The decision, such as the decision taken at the meeting last month, was not unanimously supported. Stephen Miran’s voice, Trump’s choice to join the Federal Reserve, in favor of reducing half a point.
The first reduction since December, the decision permeates increasing concerns about the labor market, which has slowed down and the charged and unusual policy surrounding the Central Bank.
Investors and economists extensively expected this transformation, which decreases the price of the standard that decreases by 25 basis points. Wall Street was already priced in a state of pieces, as future contract markets were set a little opportunity to move half a larger point.
“This is the beginning of the cutting cycle,” Chris Bragati, chief investment official in SWBC, He said CNN. “The federal reserve is pivotal from the motivational policy to the image of refrigeration.”
Most Federal Reserve officials expect the Federal Reserve to reduce interest rates by half a percentage this year, which means that each of the remaining two meetings will witness a reduction in a quarter of a point. However, seven of 19 governors expected less cuts this year, indicating some division for the winter.
Jobs on the edge of the abyss
The reduction of the federal reserve rate does not necessarily reflect a victory over inflation, which remained StubbornOr that the economy has completely survived The storm of tariffs. Instead, it comes amid increasing evidence on the cooling function market that risk slipping towards the frank stagnation.
Modern data raised red flags: in AugustThe United States added only about 22,000 jobs, a sharp decrease from the previous months, with an increase in the unemployment rate to 4.3 %, which is the highest since 2021.
Economists like Mark Zandy even have them Proposal The United States may already slip into “stagnation of jobs”, given the constantly weak work gains. The trend decreased during the summer: The average monthly job growth for the three months ending in July was only about 28,000, compared to about 196,000 per month earlier in the year.
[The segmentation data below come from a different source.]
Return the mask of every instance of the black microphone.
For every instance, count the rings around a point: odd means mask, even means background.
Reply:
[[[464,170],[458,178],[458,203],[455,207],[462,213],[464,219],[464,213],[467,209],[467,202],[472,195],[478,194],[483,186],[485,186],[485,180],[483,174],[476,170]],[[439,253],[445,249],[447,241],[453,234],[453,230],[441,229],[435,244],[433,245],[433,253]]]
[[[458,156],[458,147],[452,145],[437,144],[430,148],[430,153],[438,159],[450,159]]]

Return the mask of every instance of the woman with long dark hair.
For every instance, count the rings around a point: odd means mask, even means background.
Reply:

MOODY Analysis Model now Appoint Nearly 50 % chance of stagnation in the next 12 months, reflecting the amount of weight that federal reserve officials put on these worsening work standards.
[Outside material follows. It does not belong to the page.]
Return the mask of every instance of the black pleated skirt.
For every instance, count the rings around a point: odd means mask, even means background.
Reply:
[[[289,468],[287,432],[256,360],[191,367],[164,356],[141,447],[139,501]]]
The remainder is inconceivable whether the lowering a 25-year-old average is the beginning of a full reduction cycle-where the markets are graduated-or just a single time modification. Labor reports in the main future, such as a salary report or unanimous Jolts in September, will help in determining this. In an environment, Trump is constantly threatening the independence of the Federal Reserve, Powell is under pressure by the markets to show that the decisions are necessarily driven by economic, not politics.
Political background
The decision comes at a time when President Donald Trump continues unusual pressure on the central bank. Trump brilliantly, Federal Reserve Chairman Jerome Powell for several months, tried – In vain – To overthrow the ruler Lisa Cook, and this week, his economic advisor, Stephen Miran, saw the constitutional oath as the ruler of the Federal Reserve.
“This is not a natural moment, because Trump is a kind of beauty competition for the Federal Reserve Chair.” He said Wall Street Journal. Powell’s term ends in May, and the battle of the caliphate has already spill in politics discussions.
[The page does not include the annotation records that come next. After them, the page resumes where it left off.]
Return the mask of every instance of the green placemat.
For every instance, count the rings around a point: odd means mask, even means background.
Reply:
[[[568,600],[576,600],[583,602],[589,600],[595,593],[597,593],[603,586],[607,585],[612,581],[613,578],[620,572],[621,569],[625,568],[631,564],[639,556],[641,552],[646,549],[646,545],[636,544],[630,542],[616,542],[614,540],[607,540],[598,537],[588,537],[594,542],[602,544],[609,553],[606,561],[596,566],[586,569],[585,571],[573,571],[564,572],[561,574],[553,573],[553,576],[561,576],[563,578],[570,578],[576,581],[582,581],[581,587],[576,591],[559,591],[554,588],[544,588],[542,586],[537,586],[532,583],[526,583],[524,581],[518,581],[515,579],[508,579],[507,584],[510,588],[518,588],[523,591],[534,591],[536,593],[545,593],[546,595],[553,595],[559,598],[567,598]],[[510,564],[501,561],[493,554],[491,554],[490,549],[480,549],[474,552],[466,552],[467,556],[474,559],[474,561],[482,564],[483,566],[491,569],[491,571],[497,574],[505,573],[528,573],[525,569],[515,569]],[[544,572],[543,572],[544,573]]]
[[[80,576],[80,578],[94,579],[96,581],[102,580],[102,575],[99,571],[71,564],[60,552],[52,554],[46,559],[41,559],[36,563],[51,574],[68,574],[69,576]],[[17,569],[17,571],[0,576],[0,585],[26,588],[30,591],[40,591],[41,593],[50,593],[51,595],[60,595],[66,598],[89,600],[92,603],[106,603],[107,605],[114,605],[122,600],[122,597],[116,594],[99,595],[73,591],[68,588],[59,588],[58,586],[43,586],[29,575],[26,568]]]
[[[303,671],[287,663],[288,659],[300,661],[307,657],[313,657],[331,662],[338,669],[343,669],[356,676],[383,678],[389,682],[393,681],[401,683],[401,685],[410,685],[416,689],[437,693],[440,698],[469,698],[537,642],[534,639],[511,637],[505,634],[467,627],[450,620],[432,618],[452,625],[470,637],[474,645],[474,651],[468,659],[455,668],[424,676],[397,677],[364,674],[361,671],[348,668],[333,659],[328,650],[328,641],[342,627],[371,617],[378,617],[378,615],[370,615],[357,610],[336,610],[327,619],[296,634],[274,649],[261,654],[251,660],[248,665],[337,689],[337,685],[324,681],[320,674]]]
Loreta Master, former Federal Reserve Chairman in Cleveland, to caution Political tremors risk “undermining the institution” through the lack of clarity in the separation of politics and partisan loyalty tests.
Markets
Some merchants are already under the possibility of reducing “knee” half a point before the end of the year. Bloomberg data He appears The increasing bets on up to 70 basis points of mitigation by December.
“Markets like discounts in prices that are considered luxury, not an emergency,” He said CNN. “As long as the Federal Reserve offers this as a proactive, as the risk of stagnation continues, the shares background is still constructive.”